To this end, a team of researchers reviewed a total of 86 studies that referenced the flexitarian diet and summarized it as the consumption of dairy, eggs, meat/poultry, and fish/seafood, with each food type being eaten at least once a month but less than once a week. Once they set this definition, they sought to assess how much it aligned with food-based dietary guidelines (FBDGs) from 42 countries, as provided by the Food and Agriculture Organization of the United Nations.
To be included in the study, FBDGs had to be in English, available for download, contain quantitative recommendations for specific diets, and be based on a daily intake of approximately 2,000 kilocalories. While none of these guidelines explicitly named a flexitarian eating style, 14 of them recommended reducing animal products and/or choosing meat and dairy alternatives, 12 described a vegetarian eating pattern, and Sri Lanka included a “semi-vegetarian” eating pattern.
The authors found that the parameters they created for a flexitarian diet aligned with 28 FBDGs, except for dairy products which were often recommended daily. Notably, a few countries such as Australia, Oman, and New Zealand included plant-based dairy in their guidelines. Others, like Georgia and Lebanon, listed food sources of calcium and vitamin D — such as dark green vegetables, nutrient-dense grains, and fortified cereals — as dairy alternatives.
Several guidelines, like those from Jamaica and South Africa, showed feasibility but would require eating more of some animal-based foods and less of others as they grouped all animal products into a single category or recommended multiple daily servings of one animal-based food type. Some FBDGs, including Albania’s, Bangladesh’s, and Ethiopia’s, were found to be incompatible because they recommended several animal products be eaten daily.
Interestingly, newer guidelines such as Zambia’s referenced the global burden of disease study from the 2019 EAT-Lancet report, which suggests eating less animal products for environmental reasons and proposes that diets are flexible to account for cultural traditions and food availability and accessibility.
Ultimately, while most FBDGs didn’t recommend eating less dairy or fish, the study did point to accommodation of flexitarian diets within various national contexts, providing further evidence that reducing intake of animal products may be more manageable for some consumers than strict vegetarian or vegan diets.

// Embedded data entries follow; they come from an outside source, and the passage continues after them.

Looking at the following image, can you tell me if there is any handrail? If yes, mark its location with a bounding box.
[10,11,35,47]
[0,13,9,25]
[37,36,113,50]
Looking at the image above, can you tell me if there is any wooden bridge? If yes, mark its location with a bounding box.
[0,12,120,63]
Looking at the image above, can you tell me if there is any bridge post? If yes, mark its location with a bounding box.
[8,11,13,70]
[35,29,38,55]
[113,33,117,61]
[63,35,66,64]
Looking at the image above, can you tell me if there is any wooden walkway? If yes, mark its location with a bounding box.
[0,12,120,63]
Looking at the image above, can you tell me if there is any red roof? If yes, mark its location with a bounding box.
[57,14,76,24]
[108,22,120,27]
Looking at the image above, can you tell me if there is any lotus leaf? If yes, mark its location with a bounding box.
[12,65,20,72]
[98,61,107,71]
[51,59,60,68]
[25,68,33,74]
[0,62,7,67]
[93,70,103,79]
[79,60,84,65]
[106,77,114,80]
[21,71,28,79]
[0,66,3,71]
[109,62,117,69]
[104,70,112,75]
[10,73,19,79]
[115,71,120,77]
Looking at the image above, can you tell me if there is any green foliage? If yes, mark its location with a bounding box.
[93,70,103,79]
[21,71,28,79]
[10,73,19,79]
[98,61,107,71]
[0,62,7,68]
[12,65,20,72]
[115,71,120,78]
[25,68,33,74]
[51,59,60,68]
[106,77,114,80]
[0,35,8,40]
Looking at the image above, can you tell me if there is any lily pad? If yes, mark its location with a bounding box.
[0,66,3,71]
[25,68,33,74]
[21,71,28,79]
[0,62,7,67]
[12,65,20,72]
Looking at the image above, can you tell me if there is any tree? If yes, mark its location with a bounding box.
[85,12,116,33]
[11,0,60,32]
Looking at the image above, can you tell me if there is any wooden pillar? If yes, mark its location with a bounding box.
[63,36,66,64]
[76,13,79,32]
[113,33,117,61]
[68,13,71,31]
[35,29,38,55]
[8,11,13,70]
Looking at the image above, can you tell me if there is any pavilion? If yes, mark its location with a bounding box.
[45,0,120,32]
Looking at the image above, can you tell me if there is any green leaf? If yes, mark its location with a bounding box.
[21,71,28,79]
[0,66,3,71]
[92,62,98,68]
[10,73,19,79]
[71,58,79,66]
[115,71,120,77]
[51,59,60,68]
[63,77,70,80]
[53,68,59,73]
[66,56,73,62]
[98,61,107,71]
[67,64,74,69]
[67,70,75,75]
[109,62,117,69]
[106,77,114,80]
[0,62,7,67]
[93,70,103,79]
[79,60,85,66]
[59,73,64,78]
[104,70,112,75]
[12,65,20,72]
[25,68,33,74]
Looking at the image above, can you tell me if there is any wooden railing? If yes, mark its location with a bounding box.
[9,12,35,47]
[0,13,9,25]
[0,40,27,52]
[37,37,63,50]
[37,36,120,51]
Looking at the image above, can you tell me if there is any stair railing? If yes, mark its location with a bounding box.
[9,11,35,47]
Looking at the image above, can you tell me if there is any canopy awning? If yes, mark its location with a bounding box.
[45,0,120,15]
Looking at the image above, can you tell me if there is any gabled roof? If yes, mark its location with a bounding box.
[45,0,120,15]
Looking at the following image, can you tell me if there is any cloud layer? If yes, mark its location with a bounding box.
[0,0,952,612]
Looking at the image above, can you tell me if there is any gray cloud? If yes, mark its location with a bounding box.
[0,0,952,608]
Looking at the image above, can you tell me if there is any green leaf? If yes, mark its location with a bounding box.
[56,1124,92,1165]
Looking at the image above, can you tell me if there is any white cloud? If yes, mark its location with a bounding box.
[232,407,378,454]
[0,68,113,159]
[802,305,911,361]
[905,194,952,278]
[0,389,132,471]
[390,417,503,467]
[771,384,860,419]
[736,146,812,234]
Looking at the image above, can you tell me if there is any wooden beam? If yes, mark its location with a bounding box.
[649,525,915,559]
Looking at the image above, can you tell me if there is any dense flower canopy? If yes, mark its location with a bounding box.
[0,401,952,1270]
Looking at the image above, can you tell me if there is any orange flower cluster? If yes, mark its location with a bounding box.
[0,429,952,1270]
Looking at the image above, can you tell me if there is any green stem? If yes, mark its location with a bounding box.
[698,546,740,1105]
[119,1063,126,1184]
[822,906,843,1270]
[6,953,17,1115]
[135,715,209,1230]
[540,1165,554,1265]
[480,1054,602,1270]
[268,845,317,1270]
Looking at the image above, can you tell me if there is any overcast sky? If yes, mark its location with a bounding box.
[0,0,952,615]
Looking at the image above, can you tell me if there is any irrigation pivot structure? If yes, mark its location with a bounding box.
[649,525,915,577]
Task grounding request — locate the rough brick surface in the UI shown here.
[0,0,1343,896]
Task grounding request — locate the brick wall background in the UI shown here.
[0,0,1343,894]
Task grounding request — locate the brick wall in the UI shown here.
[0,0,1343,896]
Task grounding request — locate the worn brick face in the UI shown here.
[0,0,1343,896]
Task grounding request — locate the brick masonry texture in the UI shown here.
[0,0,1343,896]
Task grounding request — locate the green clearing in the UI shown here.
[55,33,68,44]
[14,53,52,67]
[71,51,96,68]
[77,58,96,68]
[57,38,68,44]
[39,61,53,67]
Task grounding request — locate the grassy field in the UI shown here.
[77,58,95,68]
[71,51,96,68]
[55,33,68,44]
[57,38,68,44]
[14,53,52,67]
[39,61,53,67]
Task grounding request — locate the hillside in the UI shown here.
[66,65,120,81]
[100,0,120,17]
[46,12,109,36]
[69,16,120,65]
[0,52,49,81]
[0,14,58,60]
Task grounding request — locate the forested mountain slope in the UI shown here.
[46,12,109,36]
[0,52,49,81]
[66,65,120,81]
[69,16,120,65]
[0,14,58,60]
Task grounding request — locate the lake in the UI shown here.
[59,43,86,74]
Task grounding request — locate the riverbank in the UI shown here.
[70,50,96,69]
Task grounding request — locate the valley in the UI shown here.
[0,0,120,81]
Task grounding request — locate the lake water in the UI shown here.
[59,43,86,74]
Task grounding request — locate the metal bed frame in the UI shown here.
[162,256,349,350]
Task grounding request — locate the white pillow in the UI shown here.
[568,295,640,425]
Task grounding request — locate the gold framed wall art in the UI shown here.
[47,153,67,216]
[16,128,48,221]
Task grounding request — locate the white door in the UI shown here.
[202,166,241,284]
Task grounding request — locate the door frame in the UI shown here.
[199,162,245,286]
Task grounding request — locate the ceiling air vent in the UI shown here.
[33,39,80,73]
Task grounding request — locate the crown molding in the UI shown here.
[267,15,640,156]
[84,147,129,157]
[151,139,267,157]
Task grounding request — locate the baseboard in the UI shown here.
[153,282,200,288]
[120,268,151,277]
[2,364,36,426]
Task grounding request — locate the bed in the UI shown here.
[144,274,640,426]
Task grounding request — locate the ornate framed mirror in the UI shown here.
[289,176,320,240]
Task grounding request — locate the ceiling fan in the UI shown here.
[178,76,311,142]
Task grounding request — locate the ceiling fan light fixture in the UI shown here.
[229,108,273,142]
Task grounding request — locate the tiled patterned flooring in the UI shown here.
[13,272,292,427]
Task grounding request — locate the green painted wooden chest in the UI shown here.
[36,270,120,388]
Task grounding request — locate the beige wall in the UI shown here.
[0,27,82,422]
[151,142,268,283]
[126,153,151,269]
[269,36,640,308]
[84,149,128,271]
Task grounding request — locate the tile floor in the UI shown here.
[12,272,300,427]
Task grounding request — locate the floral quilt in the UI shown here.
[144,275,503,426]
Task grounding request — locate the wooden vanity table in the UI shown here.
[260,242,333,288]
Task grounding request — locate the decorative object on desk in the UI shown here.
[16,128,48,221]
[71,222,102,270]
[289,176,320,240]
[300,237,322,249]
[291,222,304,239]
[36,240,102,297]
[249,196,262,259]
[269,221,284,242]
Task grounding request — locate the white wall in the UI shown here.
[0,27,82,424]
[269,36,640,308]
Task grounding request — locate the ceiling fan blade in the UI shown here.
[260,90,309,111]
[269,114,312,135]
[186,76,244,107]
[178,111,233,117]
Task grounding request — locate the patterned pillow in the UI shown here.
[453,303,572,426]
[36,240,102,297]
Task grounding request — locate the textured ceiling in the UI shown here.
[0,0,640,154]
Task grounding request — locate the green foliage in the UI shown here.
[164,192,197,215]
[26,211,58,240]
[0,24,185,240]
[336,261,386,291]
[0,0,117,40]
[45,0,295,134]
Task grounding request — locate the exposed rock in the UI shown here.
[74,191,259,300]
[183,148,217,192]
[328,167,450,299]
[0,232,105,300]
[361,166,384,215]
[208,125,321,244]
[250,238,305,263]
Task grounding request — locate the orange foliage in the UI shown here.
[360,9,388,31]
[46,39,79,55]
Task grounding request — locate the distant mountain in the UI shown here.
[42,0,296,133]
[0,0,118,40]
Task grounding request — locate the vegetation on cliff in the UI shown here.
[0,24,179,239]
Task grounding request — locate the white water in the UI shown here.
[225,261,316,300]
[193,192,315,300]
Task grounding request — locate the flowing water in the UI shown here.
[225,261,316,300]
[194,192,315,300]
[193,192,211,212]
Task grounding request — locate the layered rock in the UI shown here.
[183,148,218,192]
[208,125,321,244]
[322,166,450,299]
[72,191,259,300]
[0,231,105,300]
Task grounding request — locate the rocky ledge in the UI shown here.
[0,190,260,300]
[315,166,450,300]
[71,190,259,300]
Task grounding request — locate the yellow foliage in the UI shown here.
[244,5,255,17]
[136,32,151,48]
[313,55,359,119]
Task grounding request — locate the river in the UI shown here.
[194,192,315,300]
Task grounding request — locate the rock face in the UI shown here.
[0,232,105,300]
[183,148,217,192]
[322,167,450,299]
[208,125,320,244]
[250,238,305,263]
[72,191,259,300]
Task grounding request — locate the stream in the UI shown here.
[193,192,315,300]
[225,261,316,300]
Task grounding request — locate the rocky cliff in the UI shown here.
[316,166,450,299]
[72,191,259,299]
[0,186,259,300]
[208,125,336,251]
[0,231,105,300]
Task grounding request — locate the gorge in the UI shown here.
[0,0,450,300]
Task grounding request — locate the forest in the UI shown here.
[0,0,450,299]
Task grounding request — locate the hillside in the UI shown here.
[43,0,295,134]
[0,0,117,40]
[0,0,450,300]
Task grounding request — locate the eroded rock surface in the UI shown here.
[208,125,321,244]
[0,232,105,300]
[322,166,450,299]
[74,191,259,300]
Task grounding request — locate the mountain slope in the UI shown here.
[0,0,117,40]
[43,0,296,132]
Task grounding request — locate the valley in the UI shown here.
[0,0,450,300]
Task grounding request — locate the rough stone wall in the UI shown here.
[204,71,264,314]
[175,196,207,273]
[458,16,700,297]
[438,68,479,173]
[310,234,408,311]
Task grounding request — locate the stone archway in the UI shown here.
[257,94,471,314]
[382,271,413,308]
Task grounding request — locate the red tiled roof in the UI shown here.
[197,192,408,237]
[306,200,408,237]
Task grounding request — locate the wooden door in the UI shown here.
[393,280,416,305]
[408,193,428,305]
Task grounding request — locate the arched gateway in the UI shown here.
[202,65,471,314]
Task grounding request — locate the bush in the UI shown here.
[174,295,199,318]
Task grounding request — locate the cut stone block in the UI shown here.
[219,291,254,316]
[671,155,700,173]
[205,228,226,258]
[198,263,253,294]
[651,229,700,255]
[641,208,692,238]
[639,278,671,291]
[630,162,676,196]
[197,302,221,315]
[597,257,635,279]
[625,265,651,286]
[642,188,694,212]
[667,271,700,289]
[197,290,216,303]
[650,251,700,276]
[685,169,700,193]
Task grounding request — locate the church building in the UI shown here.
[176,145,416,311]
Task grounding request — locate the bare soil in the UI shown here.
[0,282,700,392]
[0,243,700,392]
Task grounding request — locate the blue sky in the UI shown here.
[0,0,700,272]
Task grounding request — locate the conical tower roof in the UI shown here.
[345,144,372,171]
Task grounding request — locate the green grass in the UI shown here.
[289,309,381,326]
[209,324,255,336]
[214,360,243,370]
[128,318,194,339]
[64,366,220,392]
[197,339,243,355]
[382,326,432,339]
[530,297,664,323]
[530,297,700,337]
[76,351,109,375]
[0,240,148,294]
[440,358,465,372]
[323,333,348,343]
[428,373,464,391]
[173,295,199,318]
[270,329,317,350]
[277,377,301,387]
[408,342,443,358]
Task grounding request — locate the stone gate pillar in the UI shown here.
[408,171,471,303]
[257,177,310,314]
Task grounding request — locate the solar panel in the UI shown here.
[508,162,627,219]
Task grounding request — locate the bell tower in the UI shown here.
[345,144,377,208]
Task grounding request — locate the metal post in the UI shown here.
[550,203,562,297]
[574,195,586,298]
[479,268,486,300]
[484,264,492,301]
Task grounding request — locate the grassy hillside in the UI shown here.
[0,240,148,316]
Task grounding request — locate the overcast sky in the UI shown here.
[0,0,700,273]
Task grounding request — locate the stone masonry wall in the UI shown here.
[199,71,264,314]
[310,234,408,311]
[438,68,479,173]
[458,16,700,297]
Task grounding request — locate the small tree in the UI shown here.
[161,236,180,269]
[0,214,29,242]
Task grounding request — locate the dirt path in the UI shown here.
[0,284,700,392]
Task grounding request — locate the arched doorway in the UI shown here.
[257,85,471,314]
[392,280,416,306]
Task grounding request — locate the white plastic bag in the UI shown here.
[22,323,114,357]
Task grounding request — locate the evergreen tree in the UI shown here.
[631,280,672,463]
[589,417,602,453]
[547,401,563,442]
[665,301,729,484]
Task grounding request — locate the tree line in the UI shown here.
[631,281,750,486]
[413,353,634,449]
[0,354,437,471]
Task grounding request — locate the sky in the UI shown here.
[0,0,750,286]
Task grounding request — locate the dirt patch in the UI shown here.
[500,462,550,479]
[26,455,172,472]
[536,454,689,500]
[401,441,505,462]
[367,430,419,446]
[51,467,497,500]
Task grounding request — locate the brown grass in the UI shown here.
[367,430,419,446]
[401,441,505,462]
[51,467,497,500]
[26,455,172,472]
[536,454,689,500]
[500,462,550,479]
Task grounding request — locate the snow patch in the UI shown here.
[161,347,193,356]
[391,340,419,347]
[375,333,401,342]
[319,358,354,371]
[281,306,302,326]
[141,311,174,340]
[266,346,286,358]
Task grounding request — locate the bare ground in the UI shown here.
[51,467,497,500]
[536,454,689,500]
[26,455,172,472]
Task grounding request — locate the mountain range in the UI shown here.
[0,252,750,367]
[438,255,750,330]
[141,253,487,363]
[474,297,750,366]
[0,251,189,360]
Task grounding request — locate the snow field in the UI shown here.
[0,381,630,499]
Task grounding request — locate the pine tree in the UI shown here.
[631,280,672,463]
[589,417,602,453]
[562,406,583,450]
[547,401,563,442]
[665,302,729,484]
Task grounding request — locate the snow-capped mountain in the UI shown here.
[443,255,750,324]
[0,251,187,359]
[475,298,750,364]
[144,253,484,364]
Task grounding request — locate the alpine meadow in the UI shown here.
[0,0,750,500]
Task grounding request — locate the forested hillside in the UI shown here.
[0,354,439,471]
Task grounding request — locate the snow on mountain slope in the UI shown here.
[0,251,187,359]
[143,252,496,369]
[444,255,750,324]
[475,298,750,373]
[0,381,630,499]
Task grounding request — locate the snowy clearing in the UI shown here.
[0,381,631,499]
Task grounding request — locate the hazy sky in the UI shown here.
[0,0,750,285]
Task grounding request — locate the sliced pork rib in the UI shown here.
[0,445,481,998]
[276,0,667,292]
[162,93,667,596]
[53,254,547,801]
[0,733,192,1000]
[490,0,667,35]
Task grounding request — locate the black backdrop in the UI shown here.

The study warned that a lot remains unknown regarding how consumers choose to define a diet low in animal foods, and that sometimes they may choose vegetarian meals without identifying themselves as following any specific dietary pattern. The authors also clarified that isolated efforts to cut out animal products one day per week (e.g., Meatless Mondays) didn’t meet their definition for a flexitarian diet, though they may still contribute to eating less meat overall.
As for limitations, the authors recognized that some FBDGs may have been updated while the study was being conducted and that some subtleties may have been lost when they were translated into English. Additionally, the Food and Agriculture Organization claims that approximately 100 countries have FBDGs, but only 42 met the researchers’ inclusion criteria, meaning the study accounted for less than half of existing guidelines. The authors also searched for the term “flexitarian” in just two databases, which will have missed articles that addressed reduced intake of animal products but excluded this keyword, as well as journals indexed in other databases.
In spite of these limitations, the proposal of a clear definition of flexitarianism may promote a more standardized evaluation of these diets and their role in global nutrition moving forward.